Je lui dépose un léger baiser sur le front puis sors doucement de ma chambre et me rends dans le salon. Malgré qu'il soit 4 h du matin, mon cerveau est en ébullition. Le sommeil ne viendra pas, c'est certain. J'ai besoin de me vider l'esprit, de ne pas penser à cet enfoiré et à ce qu'il aurait pu faire à Emma. C'est donc sans surprise que je me dirige vers mon piano. Bien trop tard pour jouer, mais jamais pour écrire. J'attrape la partition posée sur le pupitre et m'installe sur la table à manger. Je soulève les premières feuilles et trouve celle que je cherche.
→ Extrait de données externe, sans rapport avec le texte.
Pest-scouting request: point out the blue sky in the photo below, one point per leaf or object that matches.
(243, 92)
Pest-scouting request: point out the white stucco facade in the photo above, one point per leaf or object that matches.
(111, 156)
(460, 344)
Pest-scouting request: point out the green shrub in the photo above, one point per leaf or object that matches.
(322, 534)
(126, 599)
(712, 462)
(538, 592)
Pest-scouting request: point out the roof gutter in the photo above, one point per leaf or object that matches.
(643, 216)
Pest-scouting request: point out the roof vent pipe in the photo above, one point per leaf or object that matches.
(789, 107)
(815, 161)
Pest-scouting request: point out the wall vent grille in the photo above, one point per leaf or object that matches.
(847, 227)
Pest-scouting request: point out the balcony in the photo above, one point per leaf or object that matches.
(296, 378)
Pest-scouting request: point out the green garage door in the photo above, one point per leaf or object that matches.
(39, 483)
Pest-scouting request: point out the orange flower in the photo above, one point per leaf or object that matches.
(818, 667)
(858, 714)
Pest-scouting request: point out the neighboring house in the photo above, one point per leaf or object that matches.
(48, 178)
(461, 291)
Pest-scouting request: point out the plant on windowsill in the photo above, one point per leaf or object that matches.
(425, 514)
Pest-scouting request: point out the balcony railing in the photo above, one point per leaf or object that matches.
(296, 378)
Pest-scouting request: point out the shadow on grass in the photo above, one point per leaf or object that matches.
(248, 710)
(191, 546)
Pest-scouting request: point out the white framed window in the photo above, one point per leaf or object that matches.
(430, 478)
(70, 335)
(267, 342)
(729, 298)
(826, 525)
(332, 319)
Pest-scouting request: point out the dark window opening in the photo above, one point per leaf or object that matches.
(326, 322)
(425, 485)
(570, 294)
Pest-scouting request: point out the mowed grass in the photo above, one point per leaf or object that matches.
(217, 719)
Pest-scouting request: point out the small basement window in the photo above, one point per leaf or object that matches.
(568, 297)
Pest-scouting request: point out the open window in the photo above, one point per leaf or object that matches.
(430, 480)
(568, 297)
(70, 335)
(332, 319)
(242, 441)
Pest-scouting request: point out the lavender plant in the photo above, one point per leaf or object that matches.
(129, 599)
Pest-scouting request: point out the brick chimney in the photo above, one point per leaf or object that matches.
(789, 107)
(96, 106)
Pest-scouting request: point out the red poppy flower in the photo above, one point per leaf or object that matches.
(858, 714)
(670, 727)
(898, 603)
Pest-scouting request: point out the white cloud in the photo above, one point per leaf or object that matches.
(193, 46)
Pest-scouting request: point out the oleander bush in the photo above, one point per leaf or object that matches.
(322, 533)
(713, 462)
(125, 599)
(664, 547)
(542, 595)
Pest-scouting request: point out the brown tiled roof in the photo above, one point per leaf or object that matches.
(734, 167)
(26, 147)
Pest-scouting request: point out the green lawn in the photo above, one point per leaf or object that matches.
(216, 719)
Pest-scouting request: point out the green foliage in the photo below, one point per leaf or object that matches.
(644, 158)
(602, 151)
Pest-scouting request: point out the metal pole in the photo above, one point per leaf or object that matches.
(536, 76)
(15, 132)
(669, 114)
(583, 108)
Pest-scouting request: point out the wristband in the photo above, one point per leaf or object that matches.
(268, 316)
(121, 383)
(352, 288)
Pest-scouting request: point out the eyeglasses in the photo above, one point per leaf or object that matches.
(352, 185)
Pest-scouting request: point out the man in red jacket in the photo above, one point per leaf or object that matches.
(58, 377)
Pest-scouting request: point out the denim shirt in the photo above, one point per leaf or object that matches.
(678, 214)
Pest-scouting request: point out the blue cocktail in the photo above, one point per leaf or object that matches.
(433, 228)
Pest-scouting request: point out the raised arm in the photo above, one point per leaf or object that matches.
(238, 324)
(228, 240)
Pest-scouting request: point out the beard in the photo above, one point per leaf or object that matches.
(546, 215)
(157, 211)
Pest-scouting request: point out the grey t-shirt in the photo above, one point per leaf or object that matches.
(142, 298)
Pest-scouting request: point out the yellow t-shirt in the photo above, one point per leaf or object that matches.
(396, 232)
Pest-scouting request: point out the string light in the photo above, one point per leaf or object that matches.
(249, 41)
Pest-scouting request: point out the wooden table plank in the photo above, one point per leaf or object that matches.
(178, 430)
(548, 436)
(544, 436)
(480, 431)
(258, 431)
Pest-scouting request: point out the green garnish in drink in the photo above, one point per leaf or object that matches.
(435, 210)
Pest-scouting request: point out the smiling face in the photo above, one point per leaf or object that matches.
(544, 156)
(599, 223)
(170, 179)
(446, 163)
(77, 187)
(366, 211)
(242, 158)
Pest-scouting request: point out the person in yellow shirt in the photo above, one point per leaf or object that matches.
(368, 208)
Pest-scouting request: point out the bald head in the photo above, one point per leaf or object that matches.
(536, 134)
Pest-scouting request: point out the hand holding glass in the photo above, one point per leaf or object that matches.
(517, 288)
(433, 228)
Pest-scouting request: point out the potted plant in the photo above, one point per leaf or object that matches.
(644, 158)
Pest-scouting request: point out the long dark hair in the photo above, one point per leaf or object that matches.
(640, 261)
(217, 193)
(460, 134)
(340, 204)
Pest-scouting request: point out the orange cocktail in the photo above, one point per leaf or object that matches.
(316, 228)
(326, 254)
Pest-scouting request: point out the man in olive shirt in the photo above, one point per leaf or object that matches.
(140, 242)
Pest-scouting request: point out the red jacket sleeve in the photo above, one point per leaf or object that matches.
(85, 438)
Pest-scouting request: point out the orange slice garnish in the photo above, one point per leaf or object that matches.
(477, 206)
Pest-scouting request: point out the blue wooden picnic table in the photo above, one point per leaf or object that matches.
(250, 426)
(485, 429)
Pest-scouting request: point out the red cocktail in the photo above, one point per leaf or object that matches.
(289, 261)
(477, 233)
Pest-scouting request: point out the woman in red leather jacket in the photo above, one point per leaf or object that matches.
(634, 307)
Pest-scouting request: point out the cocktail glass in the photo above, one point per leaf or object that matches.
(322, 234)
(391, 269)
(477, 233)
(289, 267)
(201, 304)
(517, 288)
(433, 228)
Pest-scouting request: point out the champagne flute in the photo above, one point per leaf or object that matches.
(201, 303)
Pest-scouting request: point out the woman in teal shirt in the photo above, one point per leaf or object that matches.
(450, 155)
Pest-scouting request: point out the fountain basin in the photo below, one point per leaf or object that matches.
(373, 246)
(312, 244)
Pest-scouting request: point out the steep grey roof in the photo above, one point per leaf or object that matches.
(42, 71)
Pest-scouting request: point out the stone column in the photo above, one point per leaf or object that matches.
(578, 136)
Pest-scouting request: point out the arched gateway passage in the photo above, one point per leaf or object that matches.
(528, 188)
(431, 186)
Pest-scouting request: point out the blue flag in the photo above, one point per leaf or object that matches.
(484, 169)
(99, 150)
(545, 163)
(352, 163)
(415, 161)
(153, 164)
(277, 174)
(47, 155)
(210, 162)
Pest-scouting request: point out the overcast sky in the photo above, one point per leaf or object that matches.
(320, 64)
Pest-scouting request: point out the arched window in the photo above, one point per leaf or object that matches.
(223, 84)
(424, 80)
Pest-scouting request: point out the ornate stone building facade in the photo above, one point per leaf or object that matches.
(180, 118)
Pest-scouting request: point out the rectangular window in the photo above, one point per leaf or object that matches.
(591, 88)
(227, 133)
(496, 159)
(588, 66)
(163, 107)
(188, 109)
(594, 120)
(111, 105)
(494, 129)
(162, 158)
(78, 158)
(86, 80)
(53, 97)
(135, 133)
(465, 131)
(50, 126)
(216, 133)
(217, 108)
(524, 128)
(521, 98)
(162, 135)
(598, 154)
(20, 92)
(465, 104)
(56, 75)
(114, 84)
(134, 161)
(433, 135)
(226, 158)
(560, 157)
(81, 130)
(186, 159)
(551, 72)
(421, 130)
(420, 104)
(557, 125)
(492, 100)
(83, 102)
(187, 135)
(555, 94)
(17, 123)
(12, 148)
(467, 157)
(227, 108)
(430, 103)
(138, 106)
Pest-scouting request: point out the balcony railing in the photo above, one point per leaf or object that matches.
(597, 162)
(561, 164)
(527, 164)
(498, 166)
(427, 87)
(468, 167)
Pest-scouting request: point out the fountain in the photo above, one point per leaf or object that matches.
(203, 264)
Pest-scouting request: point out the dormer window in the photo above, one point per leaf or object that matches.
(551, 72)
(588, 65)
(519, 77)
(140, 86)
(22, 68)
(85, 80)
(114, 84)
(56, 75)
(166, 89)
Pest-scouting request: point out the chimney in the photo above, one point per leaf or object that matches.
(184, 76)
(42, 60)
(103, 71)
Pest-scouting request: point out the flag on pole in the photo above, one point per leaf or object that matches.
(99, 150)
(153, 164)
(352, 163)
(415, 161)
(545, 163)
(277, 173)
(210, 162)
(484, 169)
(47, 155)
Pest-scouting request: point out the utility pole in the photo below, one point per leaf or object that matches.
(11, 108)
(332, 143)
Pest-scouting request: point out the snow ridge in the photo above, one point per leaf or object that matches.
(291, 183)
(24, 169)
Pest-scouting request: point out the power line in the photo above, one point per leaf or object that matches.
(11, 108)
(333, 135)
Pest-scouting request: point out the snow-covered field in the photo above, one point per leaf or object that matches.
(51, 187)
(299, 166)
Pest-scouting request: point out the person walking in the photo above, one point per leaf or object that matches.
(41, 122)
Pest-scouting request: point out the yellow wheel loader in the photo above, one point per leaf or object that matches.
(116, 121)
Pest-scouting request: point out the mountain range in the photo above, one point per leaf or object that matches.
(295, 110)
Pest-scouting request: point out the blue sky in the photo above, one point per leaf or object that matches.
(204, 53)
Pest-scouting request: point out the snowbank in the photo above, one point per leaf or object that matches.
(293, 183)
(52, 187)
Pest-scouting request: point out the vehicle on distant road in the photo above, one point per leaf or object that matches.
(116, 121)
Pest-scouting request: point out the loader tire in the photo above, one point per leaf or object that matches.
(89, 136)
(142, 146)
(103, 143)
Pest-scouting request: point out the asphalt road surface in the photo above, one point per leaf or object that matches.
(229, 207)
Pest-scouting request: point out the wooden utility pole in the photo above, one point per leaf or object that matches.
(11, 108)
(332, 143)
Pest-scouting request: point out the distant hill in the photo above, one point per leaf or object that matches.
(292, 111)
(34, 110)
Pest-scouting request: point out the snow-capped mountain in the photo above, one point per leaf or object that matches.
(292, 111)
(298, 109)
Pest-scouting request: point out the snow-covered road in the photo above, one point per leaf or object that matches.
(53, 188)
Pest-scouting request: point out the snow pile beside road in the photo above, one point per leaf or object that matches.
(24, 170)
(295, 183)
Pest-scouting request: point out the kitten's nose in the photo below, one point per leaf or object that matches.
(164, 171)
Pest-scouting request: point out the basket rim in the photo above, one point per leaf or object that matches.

Muni de mon stylo entre mes mains, je relis les multiples ébauches de chansons, de refrains, ou de couplets que j'ai écrites mais aucune ne m'inspire ce soir.

Mes pensées divaguent alors vers Emma et notre famille. Putain de destin. Mon enfance et mon adolescence défilent en grandes lignes dans ma tête, en mode accéléré. J'ai eu mon lot de galères c'est certain, mais Emma n'a pas été épargnée non plus. Le regard fixé sur la feuille, mes yeux deviennent de plus en plus humides. Pas de tristesse non, mais de colère. Presque par pulsion, tel un besoin vital, mon stylo commence à noircir toute la feuille. Par automatisme, je fredonne en même temps que j'écris pour vérifier le rythme ainsi que la concordance des mots choisis, en anglais comme depuis toujours.

Une vingtaine de minutes s'écoulent durant lesquelles je ne lâche presque pas mon stylo. Soudain, la sonnerie de mon téléphone me fait sursauter et un message apparaît :

Julie - Aujourd'hui 4 h 42

Je viens d'arriver chez moi. J'espère qu'Emma va un peu mieux, et toi aussi... Passe une bonne nuit.

« Une bonne nuit ? » Tu parles.

Julie... Heureusement qu'elle était avec moi ce soir. Là dehors, en bas de l'immeuble, je ne sais pas ce que j'aurais pu faire si elle ne m'avait pas calmé.

Je n'aime pas vraiment la tournure que commence à prendre notre relation. Cette nuit, quand elle était en train de soigner ma main en piteux état, je me suis rendu compte que je commençais à tenir à elle, un peu trop d'ailleurs. Pour ma défense, il faut avouer que c'est une très belle femme. C'est clair, c'est une fille complètement paumée qui cherche juste à surmonter ce qui vient de lui tomber dessus. D'ailleurs, je n'arrive pas à comprendre comment ce Julien et cette Agathe ont pu lui faire un truc aussi horrible. Personne ne mérite d'être traité comme ça, et certainement pas Julie.